On my way to work this morning I was listening to our local public radio station, and caught the tail-end of a Roundtable chat with Mike Levine, executive editor of the Times Herald Record
The newspaper is working on a special report about the shifting makeup of its community -- specifically, the observation that youth services are becoming the cultural center that all things revolve around. The suspicion leads them to believe their's is not the only community affected by such kidifications.
In a nutshell, it seems that the story will be tackling how parents are so involved with PARENTING (as a verb) that kids just can't be kids.
One of the most argued points is the prevalence of organized play. Whereas at one time little "John" and "Jane" could go down the street on their own, find a pick-up baseball game and have 78 at-bats and the relative privacy of only a handful of same-age players watching as they make colossal errors; now "Ethan" and "Madison" climb in mom and dad's mini van wearing their starched uniforms, drive three miles to the league field (drawn with precision chalk lines) and sit on a bench waiting for their three turns at bat only to have three hundred parents watch them strike out each time.
I know we're going to have trouble with this.
As a new parent, who has "drunk the Kool-Aid" offered by every slick magazine telling us how to be Good Parents and enjoy our children, I have to admit this broadcast left me reeling. Just yesterday, the Husband and I had our usual is this "good or bad" talk, when he asked me where ittybit was and I told him "she's in her room, playing with her doll."

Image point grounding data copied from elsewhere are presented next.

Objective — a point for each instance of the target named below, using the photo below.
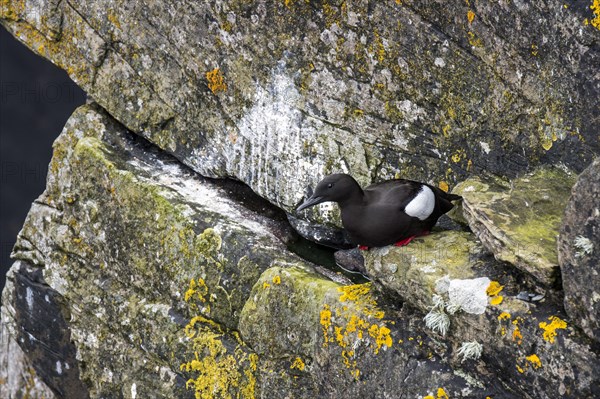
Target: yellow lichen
(217, 370)
(595, 7)
(326, 323)
(440, 394)
(504, 316)
(216, 82)
(474, 40)
(520, 370)
(354, 321)
(496, 300)
(550, 329)
(494, 288)
(534, 360)
(470, 16)
(517, 336)
(298, 364)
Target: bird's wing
(397, 193)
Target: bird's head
(337, 188)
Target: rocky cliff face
(135, 276)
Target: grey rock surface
(155, 283)
(277, 94)
(518, 220)
(579, 252)
(158, 282)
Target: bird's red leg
(407, 240)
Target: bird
(389, 212)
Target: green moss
(522, 217)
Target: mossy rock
(518, 220)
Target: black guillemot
(390, 212)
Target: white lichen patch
(585, 246)
(469, 295)
(437, 320)
(470, 350)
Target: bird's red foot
(404, 241)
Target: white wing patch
(422, 205)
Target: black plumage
(390, 212)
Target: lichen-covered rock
(340, 341)
(279, 93)
(123, 248)
(518, 220)
(579, 252)
(471, 305)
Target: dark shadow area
(36, 99)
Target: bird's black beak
(310, 202)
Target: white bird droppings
(469, 294)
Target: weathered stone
(471, 298)
(341, 342)
(351, 259)
(579, 252)
(161, 284)
(112, 247)
(518, 220)
(18, 377)
(277, 94)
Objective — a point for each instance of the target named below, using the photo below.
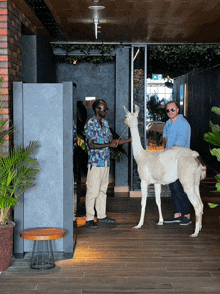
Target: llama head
(131, 118)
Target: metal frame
(132, 99)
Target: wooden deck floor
(119, 259)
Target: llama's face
(131, 118)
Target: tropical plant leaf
(212, 138)
(216, 152)
(216, 110)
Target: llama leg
(198, 207)
(157, 188)
(143, 204)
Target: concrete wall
(202, 93)
(38, 65)
(44, 113)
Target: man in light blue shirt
(177, 133)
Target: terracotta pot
(6, 245)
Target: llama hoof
(193, 235)
(136, 227)
(160, 223)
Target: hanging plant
(86, 51)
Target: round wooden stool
(42, 254)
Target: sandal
(106, 220)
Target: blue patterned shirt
(177, 133)
(100, 135)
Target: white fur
(165, 167)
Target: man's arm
(164, 142)
(112, 143)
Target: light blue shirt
(177, 133)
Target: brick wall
(11, 21)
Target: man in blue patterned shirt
(99, 140)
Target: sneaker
(106, 220)
(185, 221)
(91, 225)
(173, 219)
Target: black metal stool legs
(42, 258)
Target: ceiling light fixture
(95, 17)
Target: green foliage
(17, 173)
(86, 53)
(213, 137)
(176, 60)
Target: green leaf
(214, 139)
(216, 152)
(216, 110)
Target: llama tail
(202, 163)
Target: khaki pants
(96, 184)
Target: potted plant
(17, 173)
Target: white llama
(165, 167)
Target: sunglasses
(172, 109)
(103, 109)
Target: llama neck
(136, 142)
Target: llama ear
(126, 110)
(136, 109)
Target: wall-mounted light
(96, 17)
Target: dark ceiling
(129, 21)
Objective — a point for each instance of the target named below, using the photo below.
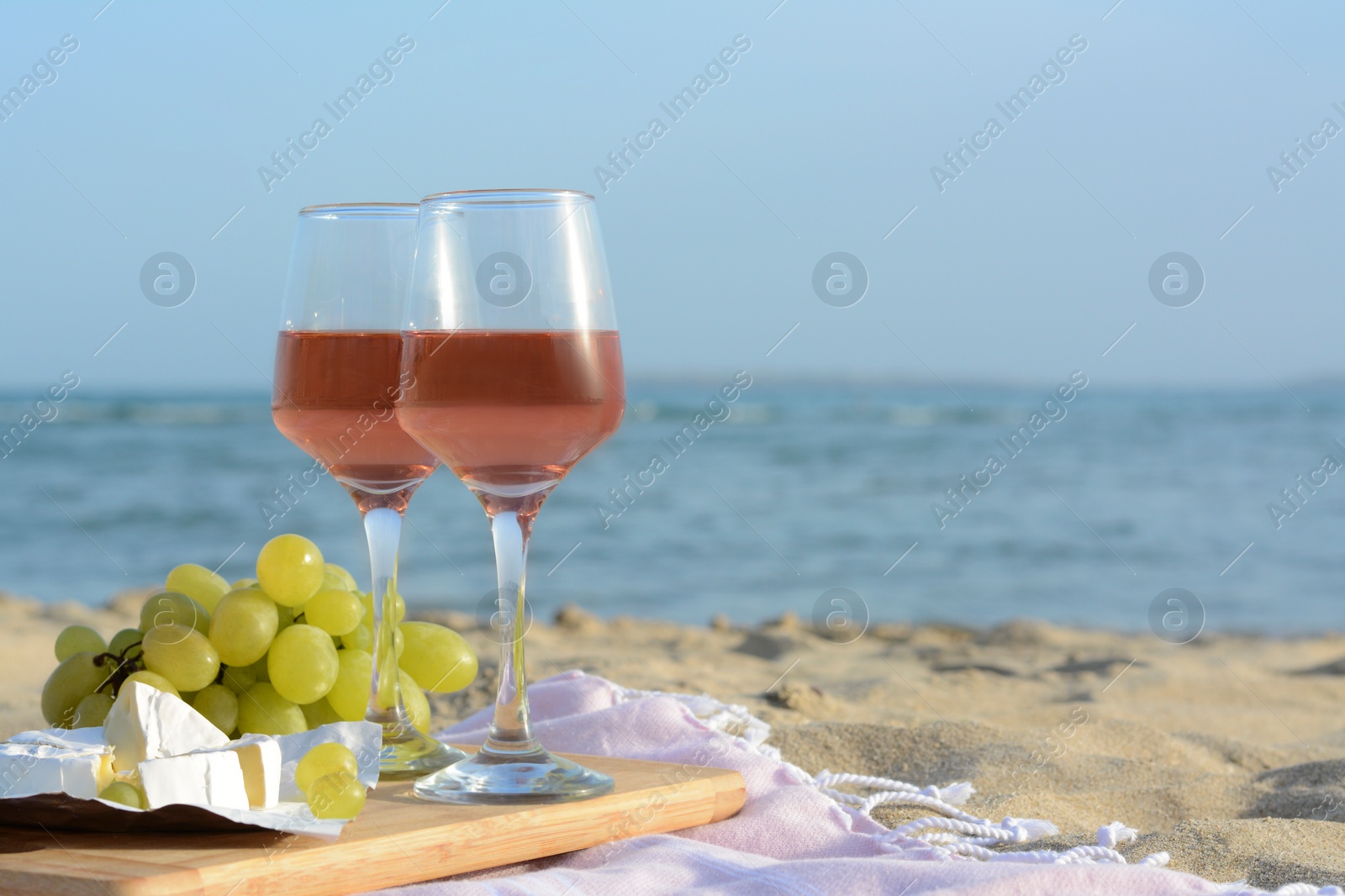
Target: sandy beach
(1227, 752)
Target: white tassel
(1116, 833)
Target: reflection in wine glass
(514, 370)
(338, 378)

"How is that going to affect her socialization skills?" he worried. "She's social enough," I assured him. "She needs to have a private life, too. ... She has to learn to amuse herself."

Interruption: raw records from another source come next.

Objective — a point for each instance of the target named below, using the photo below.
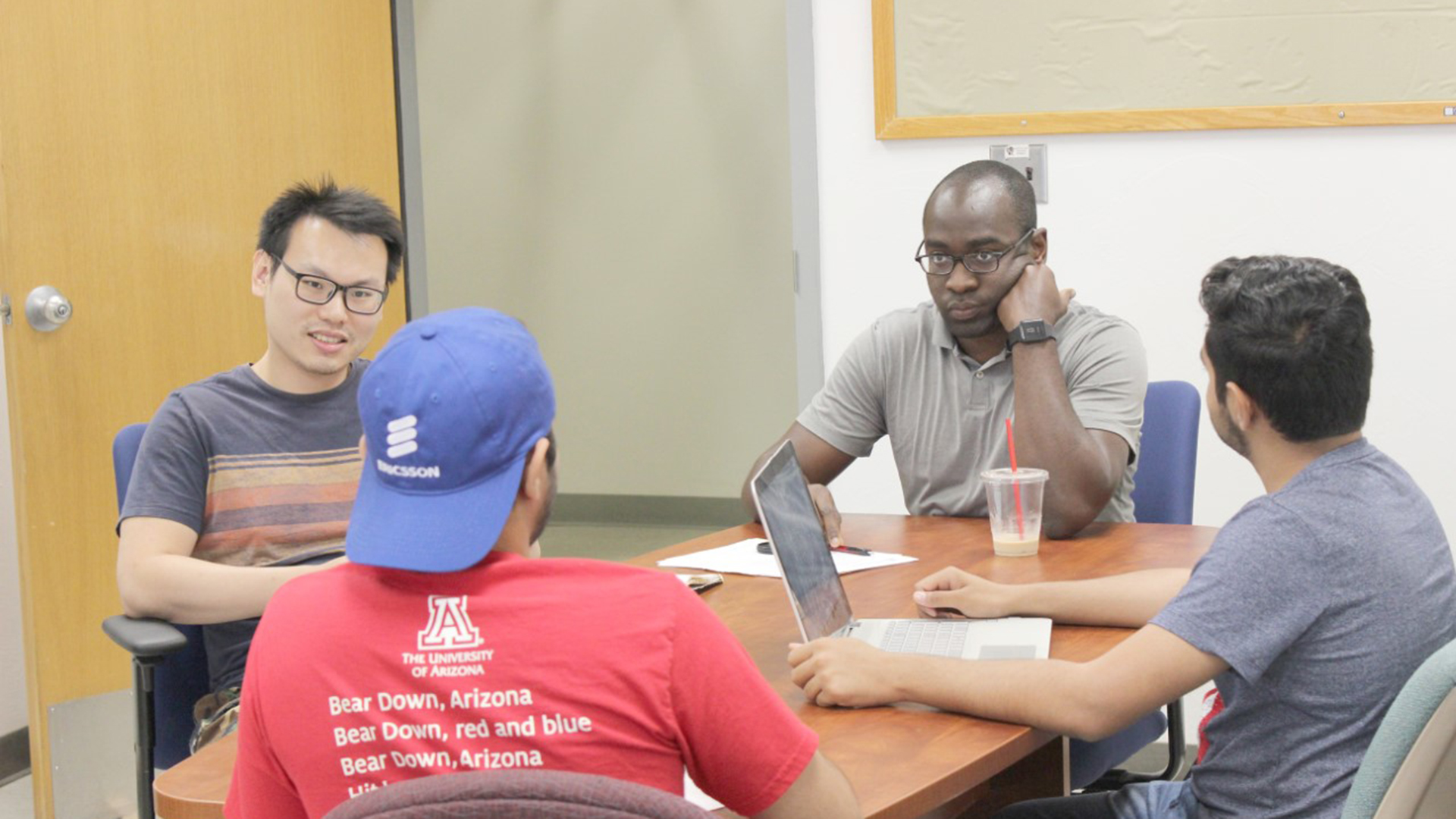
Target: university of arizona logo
(449, 627)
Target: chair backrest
(1168, 457)
(517, 795)
(1410, 768)
(181, 678)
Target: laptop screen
(799, 539)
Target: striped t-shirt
(259, 474)
(262, 477)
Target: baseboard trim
(654, 510)
(15, 755)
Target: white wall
(618, 177)
(12, 637)
(1134, 222)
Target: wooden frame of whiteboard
(890, 126)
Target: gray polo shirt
(946, 416)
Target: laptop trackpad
(1008, 653)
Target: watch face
(1030, 330)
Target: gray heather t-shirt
(264, 477)
(1323, 598)
(946, 414)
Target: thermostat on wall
(1031, 161)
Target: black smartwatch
(1028, 331)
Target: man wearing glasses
(245, 480)
(998, 340)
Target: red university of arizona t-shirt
(360, 676)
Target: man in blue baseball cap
(440, 648)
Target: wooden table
(905, 761)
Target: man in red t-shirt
(441, 648)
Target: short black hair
(1294, 335)
(1022, 196)
(351, 210)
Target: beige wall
(618, 175)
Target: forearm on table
(1050, 436)
(1120, 601)
(1046, 694)
(190, 591)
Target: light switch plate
(1031, 161)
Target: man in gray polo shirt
(1310, 610)
(998, 340)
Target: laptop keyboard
(940, 637)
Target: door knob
(47, 309)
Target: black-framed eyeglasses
(319, 290)
(940, 262)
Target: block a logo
(449, 627)
(402, 435)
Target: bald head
(986, 177)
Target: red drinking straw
(1015, 484)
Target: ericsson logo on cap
(400, 441)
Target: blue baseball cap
(452, 409)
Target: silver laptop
(819, 599)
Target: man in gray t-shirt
(245, 480)
(1310, 610)
(996, 341)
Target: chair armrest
(145, 637)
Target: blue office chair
(1410, 768)
(1163, 494)
(168, 662)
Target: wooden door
(140, 143)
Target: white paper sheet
(696, 796)
(745, 558)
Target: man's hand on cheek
(1034, 297)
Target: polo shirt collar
(941, 335)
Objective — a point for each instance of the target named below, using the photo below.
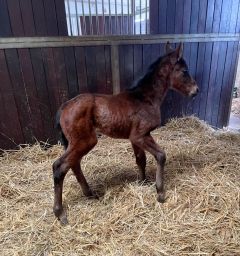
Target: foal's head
(177, 72)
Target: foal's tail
(62, 137)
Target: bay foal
(132, 115)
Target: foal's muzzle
(194, 92)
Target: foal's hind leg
(147, 143)
(140, 160)
(70, 159)
(60, 169)
(85, 147)
(82, 181)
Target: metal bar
(97, 21)
(146, 5)
(122, 17)
(115, 69)
(69, 16)
(140, 17)
(119, 37)
(133, 13)
(104, 30)
(90, 18)
(116, 17)
(110, 17)
(128, 18)
(84, 20)
(77, 17)
(41, 42)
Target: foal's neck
(157, 90)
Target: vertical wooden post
(115, 69)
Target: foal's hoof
(161, 197)
(91, 194)
(63, 219)
(61, 215)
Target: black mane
(147, 78)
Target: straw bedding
(201, 215)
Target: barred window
(107, 17)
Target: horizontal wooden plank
(37, 42)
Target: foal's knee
(161, 158)
(141, 159)
(58, 172)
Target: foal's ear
(179, 51)
(168, 47)
(177, 54)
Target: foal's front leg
(147, 143)
(140, 160)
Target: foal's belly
(115, 122)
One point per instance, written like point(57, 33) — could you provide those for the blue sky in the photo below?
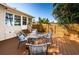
point(35, 9)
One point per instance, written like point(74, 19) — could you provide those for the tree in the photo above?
point(43, 20)
point(66, 13)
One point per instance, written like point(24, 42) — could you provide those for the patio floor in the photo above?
point(59, 46)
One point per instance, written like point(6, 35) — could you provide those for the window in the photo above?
point(29, 21)
point(9, 19)
point(24, 20)
point(17, 20)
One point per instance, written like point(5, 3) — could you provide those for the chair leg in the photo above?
point(18, 45)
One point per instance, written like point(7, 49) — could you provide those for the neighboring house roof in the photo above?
point(5, 5)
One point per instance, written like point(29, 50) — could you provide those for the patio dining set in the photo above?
point(37, 42)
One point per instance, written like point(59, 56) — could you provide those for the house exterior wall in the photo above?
point(7, 32)
point(2, 28)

This debate on parenting seems to have been raging for more than two decades. And, while I think there are numerous factors in play, including perceptions that our world is no longer safe, there's really no single place we can point to and say AH-HA!
MORE pederasts, AH-HA!
MORE crime, AH-HA!
MORE self-help, AH-HA!
MORE media coverage, AH-HA!
MORE things to buy, AH-HA!
MORE self-imposed guilt and stress, AH-HA!
MORE single parents splitting their time with the kids, AH-HA!
MORE working moms, AH-HA!
MORE stay-at-home dads, AH-HA!
Still, as parents in a society that hammers us with being proactive and keeping ourselves safe at all costs, how will we buck this new instinct to retreat into our little family cocoons?

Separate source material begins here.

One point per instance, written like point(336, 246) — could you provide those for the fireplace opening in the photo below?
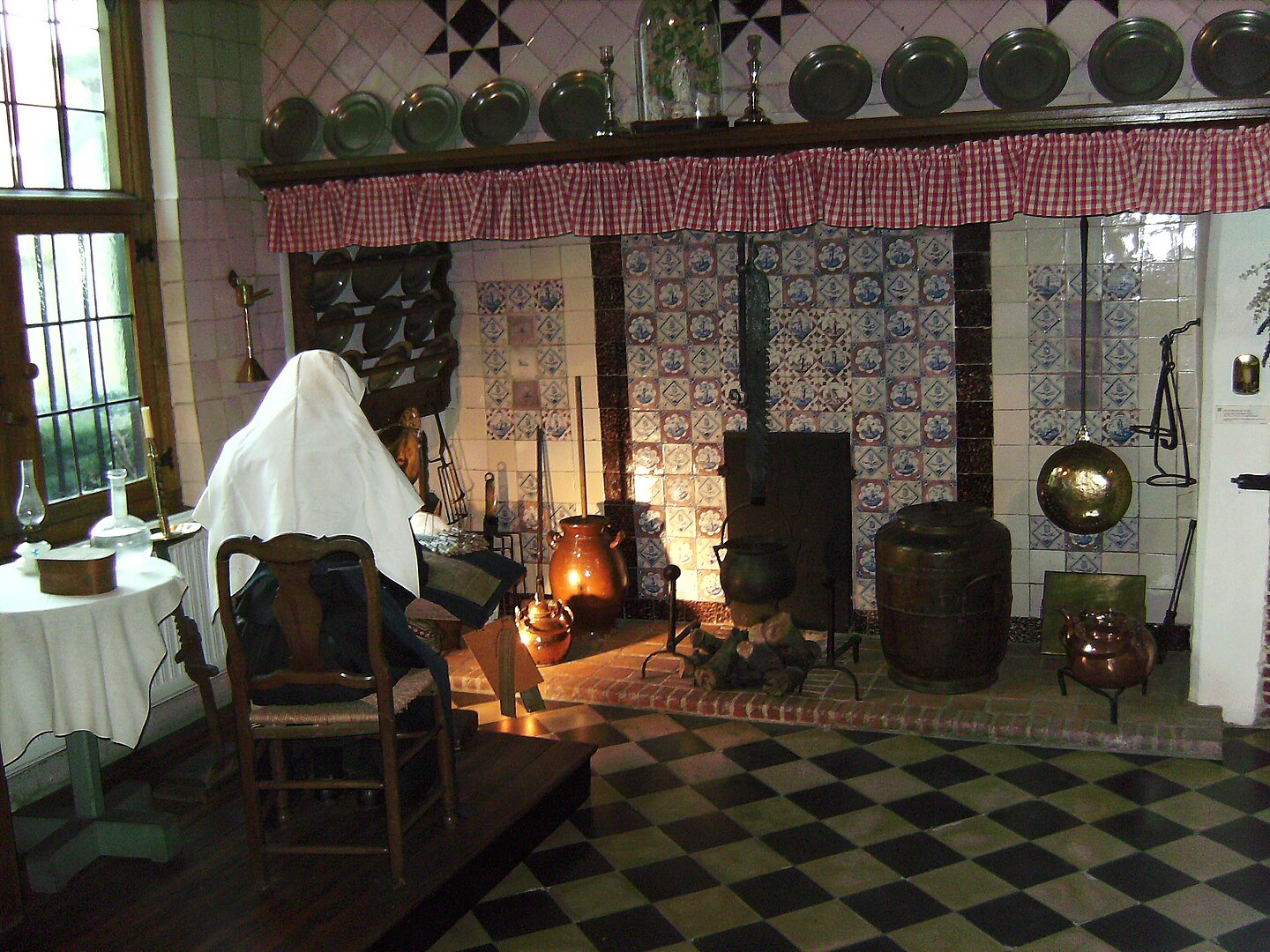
point(810, 499)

Recently, I was driving down a country road I hadn't been on since I was about 12 and riding my bike to a friend's house. It was a five-mile journey filled with twists and turns, limited sight distances and cars traveling too fast on curves. I couldn't breathe thinking about my own child and how I would NEVER want her to ride alone on this or any other road like it. EVER. I couldn't believe how MY mother had allowed me to ride it alone. Do I not trust her, drivers? Will I be teaching her to be independent and confident or fearful and inept?
But it's more than our own fears that motivates us, according to this editors' assessment. It's also a need to parent. The need to BE the Super Parent all the self-help manuals suggest we can be. To make every single, precious moment as packed with quality as we can manage.To be our kids' cheerleaders, and best buds on the weekends. To be there for every bump, scrape and bad day. To celebrate the good days, and give the high-fives and erase all the BAD parents from the face of the Earth with our Good Parenting Accomplishments.
What this suggests is that parents are going into our children's world more and more, and abandoning the adult one.
As the radio conversation continued, I couldn't help but have that awful feeling of an unwanted truth. We are a nation of consumers, and we are now consuming our kids. This can't be a good thing. ... can it?
Good or bad, the Times Herald Record is looking for thoughts from outside its readership area, specifically if you see the same type of cultural shift happening in your neck of the woods. If you have the time, you might want to drop Mr. Levine a line at mlevine@th-record.com. I know I can't wait to hear what you all have to say.
2 comments:
Thisis so thought-provoking. Nate and i were just discussing the balance between adapting the baby to our schedule and we to hers. Indeed there are parents who overdo and overschedule and overbear, but the truth is, the good old days are never as good as they seem in retrospect. In the early 70s I remember having a different activity every day - art, Brownies, gymnastics, ballet, soccer. I begged to do all of it.
So have things changed? Yes and no.
I haven't made any sort of point here, have I. Well, I'm still thinking about it...
I think the point they might be trying to illustrate isn't necessarily the stretching of kids too thin with organized activities, it's more about the degree to which parents are involved in their kids' lives and activities.